I Giudici laziali, infatti, nel dirimere una questione relativa ad una pubblicazione a mezzo internet di una notizia di reato dai contorni temporali remoti, hanno correttamente ritenuto che in questi casi non si eserciti il diritto di cronaca ma unicamente quello alla rievocazione storica di quei fatti.

Secondo il Tribunale, tuttavia, ciò non esclude a priori che in relazione all’evento del passato possano intervenire elementi nuovi tali per cui la notizia ritorni di attualità, per cui solo in questa ipotesi ritorna valido e legittimo l’esercizio del diritto di cronaca, dal momento che in assenza di questi elementi il tornare a diffondere una notizia del passato, anche se di sicura importanza in allora, costituisce esplicazione di un’attività storiografica che non può godere della stessa garanzia costituzionale prevista per il diritto di cronaca.

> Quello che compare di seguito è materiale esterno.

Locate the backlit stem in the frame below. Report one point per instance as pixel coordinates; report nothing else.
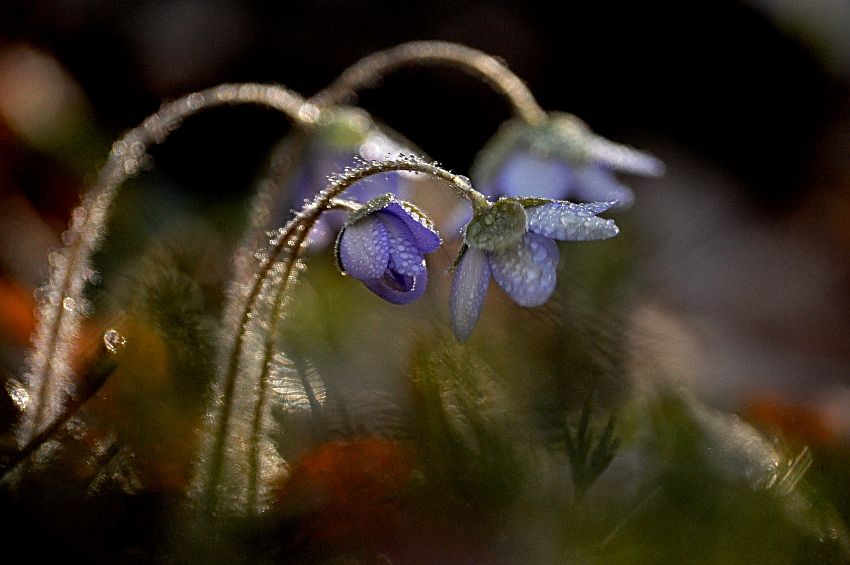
(368, 70)
(281, 258)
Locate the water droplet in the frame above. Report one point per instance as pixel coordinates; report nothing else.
(309, 113)
(195, 100)
(113, 340)
(18, 394)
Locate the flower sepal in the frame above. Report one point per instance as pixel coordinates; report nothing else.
(498, 227)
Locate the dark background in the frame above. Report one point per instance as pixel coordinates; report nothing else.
(715, 76)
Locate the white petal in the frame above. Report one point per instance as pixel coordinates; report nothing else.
(527, 272)
(469, 287)
(567, 221)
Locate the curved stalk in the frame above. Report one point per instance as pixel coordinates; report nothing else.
(243, 386)
(62, 305)
(368, 70)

Ne consegue, quindi, che tale rievocazione, sempre che non riguardi personaggi che abbiano rivestito o rivestano tuttora un ruolo pubblico, ovvero fatti che per il loro stesso concreto svolgersi implichino il richiamo necessario ai nomi dei protagonisti, debba svolgersi sempre in forma anonima, perché nessuna particolare utilità può trarre chi fruisce di quell’informazione dalla circostanza che siano individuati in modo preciso coloro i quali tali atti hanno compiuto.

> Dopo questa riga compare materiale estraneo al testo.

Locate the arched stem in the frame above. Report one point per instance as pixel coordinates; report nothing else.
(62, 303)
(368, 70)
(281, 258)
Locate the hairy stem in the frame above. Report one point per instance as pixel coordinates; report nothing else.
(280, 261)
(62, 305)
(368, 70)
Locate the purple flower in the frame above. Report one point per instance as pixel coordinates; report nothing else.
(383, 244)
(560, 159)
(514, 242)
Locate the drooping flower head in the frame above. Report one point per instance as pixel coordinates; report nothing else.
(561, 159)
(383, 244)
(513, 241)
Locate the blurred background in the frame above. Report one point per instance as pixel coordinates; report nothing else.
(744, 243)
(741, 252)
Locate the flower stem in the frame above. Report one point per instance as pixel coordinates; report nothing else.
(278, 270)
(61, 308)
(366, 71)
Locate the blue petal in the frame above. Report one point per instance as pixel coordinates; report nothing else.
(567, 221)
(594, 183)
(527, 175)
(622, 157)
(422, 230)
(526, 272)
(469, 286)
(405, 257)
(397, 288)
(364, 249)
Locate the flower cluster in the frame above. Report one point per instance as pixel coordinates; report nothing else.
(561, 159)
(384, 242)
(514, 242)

Comprensibilmente, dunque, il Tribunale precisa come, in definitiva, l’interesse alla conoscenza di un fatto, che costituisce manifestazione del diritto ad informare e ad essere informati e che rappresenta la spinta ideale che muove ogni ricostruzione storica, non implichi necessariamente la sussistenza di un analogo interesse alla conoscenza dell’identità della singola persona che quel fatto abbia compiuto, poiché l’identificazione personale, che rivestiva un sicuro interesse pubblico nel momento in cui il fatto avvenne, potrebbe divenire irrilevante, per i destinatari dell’informazione, una volta che il tempo sia trascorso e i fatti, anche se gravi, si siano sbiaditi nella memoria collettiva.